On 1 January 2024, Ethiopia and Somaliland signed a memorandum of understanding giving Ethiopia access to the Red Sea via the port of Berbera in return for recognizing Somaliland. The announcement infuriated Somalia, which recalled its ambassador to Ethiopia and immediately declared blocking the accord a national priority. On January 6, Somali President Hassan Sheikh Mohamud signed a parliamentary bill declaring the deal “null and void”, though this step was mostly rhetorical. On 12 December 2024, Ethiopia and Somalia reached an agreement to end their dispute following talks in Turkey.
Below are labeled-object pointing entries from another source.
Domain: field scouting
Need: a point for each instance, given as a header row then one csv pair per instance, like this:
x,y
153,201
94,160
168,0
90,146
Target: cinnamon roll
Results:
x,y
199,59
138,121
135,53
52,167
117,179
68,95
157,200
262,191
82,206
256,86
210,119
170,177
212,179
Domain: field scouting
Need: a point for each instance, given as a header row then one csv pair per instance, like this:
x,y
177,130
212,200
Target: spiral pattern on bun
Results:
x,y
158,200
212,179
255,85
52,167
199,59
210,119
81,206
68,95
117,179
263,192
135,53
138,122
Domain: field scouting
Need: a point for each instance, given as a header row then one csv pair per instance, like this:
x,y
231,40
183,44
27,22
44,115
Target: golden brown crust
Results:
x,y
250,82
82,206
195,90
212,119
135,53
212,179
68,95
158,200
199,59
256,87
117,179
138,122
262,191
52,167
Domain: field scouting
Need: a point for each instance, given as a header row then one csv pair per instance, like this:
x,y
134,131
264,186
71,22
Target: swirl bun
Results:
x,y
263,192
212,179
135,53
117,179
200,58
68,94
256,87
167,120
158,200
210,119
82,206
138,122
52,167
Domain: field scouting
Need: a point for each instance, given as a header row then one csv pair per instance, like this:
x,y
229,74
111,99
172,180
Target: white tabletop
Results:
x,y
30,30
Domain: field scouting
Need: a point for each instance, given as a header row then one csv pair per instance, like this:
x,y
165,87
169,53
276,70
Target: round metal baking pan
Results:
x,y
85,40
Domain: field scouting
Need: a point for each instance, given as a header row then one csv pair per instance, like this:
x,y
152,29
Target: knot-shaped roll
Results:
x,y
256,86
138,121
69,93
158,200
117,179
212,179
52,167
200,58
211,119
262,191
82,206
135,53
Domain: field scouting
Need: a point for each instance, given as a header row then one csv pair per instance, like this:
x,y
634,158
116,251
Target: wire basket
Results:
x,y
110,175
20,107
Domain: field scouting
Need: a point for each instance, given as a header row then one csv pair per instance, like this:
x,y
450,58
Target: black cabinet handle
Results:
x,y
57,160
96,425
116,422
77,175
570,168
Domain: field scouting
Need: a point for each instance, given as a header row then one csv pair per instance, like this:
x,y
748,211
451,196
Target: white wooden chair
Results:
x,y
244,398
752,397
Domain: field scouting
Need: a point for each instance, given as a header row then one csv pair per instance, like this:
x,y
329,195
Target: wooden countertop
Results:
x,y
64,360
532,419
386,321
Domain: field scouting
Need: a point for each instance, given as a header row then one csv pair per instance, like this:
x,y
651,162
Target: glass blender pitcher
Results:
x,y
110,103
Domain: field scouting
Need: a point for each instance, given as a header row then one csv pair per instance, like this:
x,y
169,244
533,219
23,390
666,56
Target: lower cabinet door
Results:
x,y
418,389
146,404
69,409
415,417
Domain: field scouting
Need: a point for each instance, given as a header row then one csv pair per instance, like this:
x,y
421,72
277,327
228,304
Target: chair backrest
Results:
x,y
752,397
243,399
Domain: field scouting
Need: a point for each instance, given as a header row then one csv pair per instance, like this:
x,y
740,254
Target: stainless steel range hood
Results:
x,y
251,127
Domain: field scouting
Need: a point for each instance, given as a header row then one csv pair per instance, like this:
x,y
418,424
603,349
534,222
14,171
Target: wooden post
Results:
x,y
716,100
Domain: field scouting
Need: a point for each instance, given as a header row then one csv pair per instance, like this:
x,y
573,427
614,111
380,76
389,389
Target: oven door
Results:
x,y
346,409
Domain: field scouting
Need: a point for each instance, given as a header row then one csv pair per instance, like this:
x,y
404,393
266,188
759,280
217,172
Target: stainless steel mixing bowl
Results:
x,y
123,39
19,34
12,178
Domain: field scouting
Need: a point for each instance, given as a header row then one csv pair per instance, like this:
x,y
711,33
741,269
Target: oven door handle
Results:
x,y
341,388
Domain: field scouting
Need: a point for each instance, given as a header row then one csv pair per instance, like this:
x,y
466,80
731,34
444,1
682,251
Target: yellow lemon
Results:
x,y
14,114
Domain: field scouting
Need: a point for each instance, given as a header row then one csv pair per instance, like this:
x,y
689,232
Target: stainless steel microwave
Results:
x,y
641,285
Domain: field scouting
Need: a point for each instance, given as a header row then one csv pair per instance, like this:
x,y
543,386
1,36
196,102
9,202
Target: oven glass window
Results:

On 27 February 2025, Ethiopian Prime Minister Abiy Ahmed visited Mogadishu for talks with Somali President Hassan Sheikh Mohamud, marking a step toward mending strained relations. Tensions escalated in January 2024 when Ethiopia announced plans to lease a coastline in Somaliland, prompting Somalia to accuse it of violating its sovereignty. The two nations agreed in December, under Ankara's mediation, to seek commercial solutions for Ethiopia’s sea access. Despite a mortar attack near Mogadishu airport before Abiy's arrival, the leaders reaffirmed cooperation. Abiy's visit followed Mohamud’s January trip to Addis Ababa. Somalia continues to battle an insurgency by al Shabaab militants linked to Al Qaeda.